I’m willing to bet that not many professional game developers have a background in city planning, geography, anthropology, archaeology, sociology. Maybe some do. But they know how to construct a narrative. They know how to engage with a player through the creation of space. They know how to create a sense of affect (a feeling or sense) of place through ambient light and sound, by working with artists on textures, on mood. They know that cultures present themselves through outward signs and symbols, through clothing, jewelry, color, shape, designs, language, ritual, and that those shared personal affects tie in to the place they inhabit when players first encounter these NPCs (or players playing as representatives of different cultures), whether they are in the place of that culture’s origin, or are encountering someone on the road to somewhere else.  Whether they know it or not, the game developers are following Boyle’s above three points to identifying culture. Players inherently understand that cultural differentiation.

Game developers simultaneously situate synthetic cultural heritage into digital landscapes. The land and player-races are built side-by-side. For example, in Elder Scrolls V: Skyrim, the Nords (a Scandinavian-like race) populate their home region of mountains and snow, while the Bosmer (wood elves) inhabit the forested region of Valenwood. Over the course of game play, these cultures can intersect, trade, fight, but they originate within the landscapes made for them. One can almost hear the dialogue in the office: “we need some wood elves. Where do we put them to start off with?” “I dunno. How about a FOREST?” Although it could be the other way around, with the landscape built first, followed by indigenous and visiting populations of digital people.

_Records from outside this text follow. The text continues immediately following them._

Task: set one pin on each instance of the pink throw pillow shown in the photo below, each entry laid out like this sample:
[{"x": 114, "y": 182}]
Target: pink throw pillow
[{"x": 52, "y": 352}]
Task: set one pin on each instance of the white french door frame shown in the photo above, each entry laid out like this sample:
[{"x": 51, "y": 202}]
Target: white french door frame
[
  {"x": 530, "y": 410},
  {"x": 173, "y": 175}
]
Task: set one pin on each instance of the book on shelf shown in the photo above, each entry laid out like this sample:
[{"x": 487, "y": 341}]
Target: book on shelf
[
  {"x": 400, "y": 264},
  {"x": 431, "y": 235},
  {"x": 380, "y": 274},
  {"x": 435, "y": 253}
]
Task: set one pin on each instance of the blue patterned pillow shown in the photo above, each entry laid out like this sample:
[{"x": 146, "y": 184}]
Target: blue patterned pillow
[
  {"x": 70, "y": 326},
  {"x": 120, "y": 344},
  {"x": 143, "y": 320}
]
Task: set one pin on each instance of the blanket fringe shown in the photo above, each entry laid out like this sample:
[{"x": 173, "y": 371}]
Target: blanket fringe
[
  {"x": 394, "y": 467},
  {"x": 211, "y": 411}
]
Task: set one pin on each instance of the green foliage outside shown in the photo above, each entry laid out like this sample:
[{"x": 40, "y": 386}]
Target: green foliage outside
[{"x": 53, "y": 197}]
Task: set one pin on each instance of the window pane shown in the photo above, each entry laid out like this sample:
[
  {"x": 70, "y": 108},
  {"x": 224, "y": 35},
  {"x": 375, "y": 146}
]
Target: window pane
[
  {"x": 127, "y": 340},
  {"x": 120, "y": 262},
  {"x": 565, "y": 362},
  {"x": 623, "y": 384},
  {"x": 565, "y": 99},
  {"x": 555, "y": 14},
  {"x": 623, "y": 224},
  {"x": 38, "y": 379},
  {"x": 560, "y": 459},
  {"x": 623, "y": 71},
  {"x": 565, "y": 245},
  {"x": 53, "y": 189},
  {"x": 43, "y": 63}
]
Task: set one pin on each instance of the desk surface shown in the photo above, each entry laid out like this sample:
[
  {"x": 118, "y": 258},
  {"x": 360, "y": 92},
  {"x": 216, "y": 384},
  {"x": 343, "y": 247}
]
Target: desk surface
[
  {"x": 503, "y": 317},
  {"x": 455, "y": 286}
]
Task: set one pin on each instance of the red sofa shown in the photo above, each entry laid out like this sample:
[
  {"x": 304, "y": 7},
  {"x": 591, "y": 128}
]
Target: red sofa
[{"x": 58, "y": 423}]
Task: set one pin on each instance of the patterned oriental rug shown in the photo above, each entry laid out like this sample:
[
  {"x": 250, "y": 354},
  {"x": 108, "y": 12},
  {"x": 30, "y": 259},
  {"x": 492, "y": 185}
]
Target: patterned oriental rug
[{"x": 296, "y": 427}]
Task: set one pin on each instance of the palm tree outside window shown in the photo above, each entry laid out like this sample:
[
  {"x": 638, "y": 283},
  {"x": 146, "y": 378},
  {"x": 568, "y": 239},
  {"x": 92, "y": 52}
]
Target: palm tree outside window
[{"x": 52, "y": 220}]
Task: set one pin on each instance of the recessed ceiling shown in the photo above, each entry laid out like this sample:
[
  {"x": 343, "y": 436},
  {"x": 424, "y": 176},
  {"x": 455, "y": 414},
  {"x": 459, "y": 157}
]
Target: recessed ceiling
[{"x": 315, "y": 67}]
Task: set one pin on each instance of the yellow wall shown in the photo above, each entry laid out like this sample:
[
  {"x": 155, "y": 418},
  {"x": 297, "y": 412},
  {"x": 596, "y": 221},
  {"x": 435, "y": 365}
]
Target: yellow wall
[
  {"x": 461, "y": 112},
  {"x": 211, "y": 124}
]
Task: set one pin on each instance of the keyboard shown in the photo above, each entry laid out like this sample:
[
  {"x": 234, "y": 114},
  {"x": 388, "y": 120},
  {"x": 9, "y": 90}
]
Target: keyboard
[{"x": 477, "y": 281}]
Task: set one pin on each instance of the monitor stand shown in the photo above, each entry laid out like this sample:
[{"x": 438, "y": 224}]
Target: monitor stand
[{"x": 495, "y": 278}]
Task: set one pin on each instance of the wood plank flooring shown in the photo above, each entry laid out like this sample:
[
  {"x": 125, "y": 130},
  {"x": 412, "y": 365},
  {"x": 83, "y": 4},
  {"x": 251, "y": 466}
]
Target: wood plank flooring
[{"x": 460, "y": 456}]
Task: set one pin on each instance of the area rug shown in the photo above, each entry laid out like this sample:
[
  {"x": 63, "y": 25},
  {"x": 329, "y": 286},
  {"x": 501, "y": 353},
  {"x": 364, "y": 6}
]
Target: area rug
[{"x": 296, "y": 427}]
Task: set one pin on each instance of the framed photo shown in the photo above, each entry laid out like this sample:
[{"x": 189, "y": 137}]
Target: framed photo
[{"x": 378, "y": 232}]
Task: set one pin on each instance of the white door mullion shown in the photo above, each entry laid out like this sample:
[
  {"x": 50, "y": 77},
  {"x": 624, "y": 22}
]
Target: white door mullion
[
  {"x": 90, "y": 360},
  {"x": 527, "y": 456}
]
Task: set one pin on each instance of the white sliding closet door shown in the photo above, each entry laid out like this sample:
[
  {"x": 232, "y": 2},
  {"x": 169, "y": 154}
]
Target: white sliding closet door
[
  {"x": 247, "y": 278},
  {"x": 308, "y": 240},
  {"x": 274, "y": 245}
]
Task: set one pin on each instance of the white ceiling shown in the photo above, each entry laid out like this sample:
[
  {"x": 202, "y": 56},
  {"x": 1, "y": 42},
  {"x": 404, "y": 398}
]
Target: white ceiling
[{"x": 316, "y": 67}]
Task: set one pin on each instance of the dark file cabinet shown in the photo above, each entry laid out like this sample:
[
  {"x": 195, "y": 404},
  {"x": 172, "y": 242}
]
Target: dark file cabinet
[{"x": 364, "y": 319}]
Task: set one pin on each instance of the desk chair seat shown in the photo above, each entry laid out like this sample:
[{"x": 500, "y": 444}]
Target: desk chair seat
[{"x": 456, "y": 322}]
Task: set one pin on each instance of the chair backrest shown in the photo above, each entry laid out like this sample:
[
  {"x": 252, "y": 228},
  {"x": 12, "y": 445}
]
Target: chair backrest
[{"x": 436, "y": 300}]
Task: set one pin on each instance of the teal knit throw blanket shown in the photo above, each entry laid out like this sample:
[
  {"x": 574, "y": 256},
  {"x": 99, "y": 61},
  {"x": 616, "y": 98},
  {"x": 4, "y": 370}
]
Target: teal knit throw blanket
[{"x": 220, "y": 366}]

This also leads to the consideration of natural resources distributed throughout open world games. Where do we find wood? Stone? Herbs? Do the developers (and their algorithms) pay attention to where to site settlements based on these resources that can be region-specific, or are the towns built, the surrounding wilderness populated with random resources for players to discover? It could differ between games, and I need to conduct additional research on how developers create the worlds we inhabit. And when we inhabit these worlds, do we make human decisions as to where to congregate in cities, following our own desires, or do we fulfill the expectations of the designer who projected correctly exactly where we would go to be social or to conduct business?

A final word on synthetic culture (for now). Human players have the option in many games to choose the race they want to play. Some players will consciously role-play, behaving in the world just like their fabricated race would (or that they imagine they would). Other players choose a race based on stats, that it to say strength, dexterity, health, magic, etc. It matters not if the race is a lizard-person; the starting stats are great and would encourage survival in the early stages of a game. Even though we occupy a shell representing another culture, a player can behave however the player chooses. This plays with the very notion of culture, that we can be a part of a manufactured world-view with manufactured traditions, yet choose to completely ignore that aspect and play as one normally does, spawn-camping from the shadows, ninja-ing loot from a successful raid, or fighting other players from the same culture as you, just for fun. If the rules of the game-world allow it, then it is possible, and players will take advantage of the rules to play however they like.

The fact remains, however, that culture and heritage, even though they are digital constructs, are purpose-built to give a sense of life, history, and diversity to the synthetic world, and will remain long after players have abandoned the game for something else, some new shining city on a hill, an exodus of player-culture from one place to the next, abandoning the previous world for the promise of a new Valhalla.